뉴욕타임스
뉴욕타임스 인증된 계정 · 독보적인 저널리즘
2022/07/12
By Hannah Beech
Photographs by Sergey Ponomarev, All images are credited to the New York Times.

In the 25 years since the handover to China, life on Queen’s Road, the first thoroughfare built by the British after they seized the territory, has been transformed.

On the day that Hong Kong was returned to China a quarter century ago, the noodle maker of Queen’s Road worked as he had done for days and decades before, mixing flour and water into sustenance for a city filled with refugees from the mainland. To satisfy the diverse tastes, he made tender Shanghai noodles and Cantonese egg pasta, slippery wonton wrappers from China’s south and thick dumpling skins beloved in Beijing.

When the five-starred flag of the People’s Republic of China replaced the Union Jack on July 1, 1997, it rained and rained, the water rising fast along Queen’s Road and its tributaries. Some people took the deluge as an omen of Communist control, others as a purifying ritual to cleanse Hong Kong of Western imperialism.

The storm held no greater meaning for To Wo, who ran the noodle shop with his family. Mr.
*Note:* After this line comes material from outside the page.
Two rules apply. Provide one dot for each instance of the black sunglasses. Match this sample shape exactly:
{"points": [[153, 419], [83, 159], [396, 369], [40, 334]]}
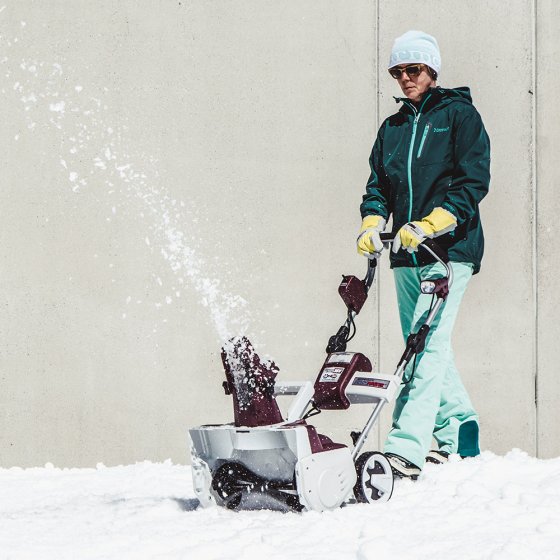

To still had to work every day of every year, feeding dough into clanging machines and emptying so many bags of flour that everything was dusted white, even the shrine to the kitchen god.

“I was busy,” he said. “I didn’t have a lot of time for fear.”

In the 25 years since the handover, the only constant has been change, both defined and defied by the people of Queen’s Road, Hong Kong’s most storied avenue. All around them, a city has been transformed: by the dizzying economic expansion of mainland China threatening to make this international entrepôt unnecessary, but also by the crushing of freedoms by Hong Kong’s current rulers, who have filled jails with young political prisoners.